A 84-kg fireman slides down a 4-m pole by applying a frictional force of 416 N against the pole with his hands. If he slides from rest, how fast is he moving once he reaches the ground?
Fn = mg - Fk,
Fn=84*9.8 - 416 = 407.2 N.=Net force.
Fn = ma,
a = Fn/m = 407.2 / 84 = 4.85 m/s^2.
Vf^2 = Vo^2 + 2a*d,
Vf^2 = 0 + 9.7*4 = 38.78,
Vf = 6.23 m/s.
To determine how fast the fireman is moving once he reaches the ground, we can apply the principles of work and energy.
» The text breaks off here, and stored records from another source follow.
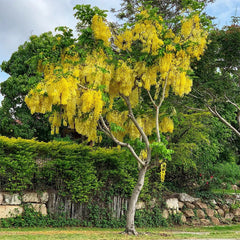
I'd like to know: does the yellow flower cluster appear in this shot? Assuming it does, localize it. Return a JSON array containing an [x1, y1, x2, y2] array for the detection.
[[91, 15, 111, 46], [114, 16, 164, 55], [181, 15, 208, 60], [159, 117, 174, 133], [109, 60, 135, 97], [25, 11, 207, 141], [161, 162, 167, 182]]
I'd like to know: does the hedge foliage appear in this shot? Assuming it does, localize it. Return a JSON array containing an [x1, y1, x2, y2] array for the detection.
[[0, 136, 137, 202]]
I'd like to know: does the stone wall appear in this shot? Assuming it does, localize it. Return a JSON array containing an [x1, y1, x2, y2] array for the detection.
[[163, 193, 240, 225], [0, 192, 48, 218]]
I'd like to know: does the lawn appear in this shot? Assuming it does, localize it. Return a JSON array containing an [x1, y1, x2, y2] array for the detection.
[[0, 225, 240, 240]]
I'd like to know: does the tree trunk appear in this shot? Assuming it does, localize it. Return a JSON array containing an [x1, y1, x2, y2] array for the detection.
[[125, 164, 147, 235]]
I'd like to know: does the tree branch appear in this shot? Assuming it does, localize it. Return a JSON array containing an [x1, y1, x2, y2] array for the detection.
[[207, 105, 240, 137], [121, 95, 151, 164], [98, 116, 146, 166]]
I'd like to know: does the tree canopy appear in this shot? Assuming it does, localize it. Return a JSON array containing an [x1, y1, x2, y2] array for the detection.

The work done on an object is equal to the change in its kinetic energy. In this case, the initial kinetic energy is zero, as the fireman starts from rest. The final kinetic energy is given by (1/2)mv^2, where m is the mass of the fireman and v is his final velocity.
The work done on the fireman is equal to the force applied multiplied by the distance over which the force is exerted. The distance traveled by the fireman is the same as the height of the pole, which is 4 meters.
So, the work done by the frictional force can be calculated as follows:
Work = Force x Distance
Work = 416 N x 4 m
Work = 1664 N·m
Since the work done is equal to the change in kinetic energy, we have:
1664 N·m = (1/2)(84 kg)v^2
Simplifying the equation, we can solve for v:
v^2 = (1664 N·m) x 2 / 84 kg
v^2 = 39.619 N·m / kg
v^2 = 39.619 m^2/s^2
Taking the square root of both sides, we find:
v ≈ 6.29 m/s
Therefore, the fireman is moving approximately 6.29 m/s once he reaches the ground.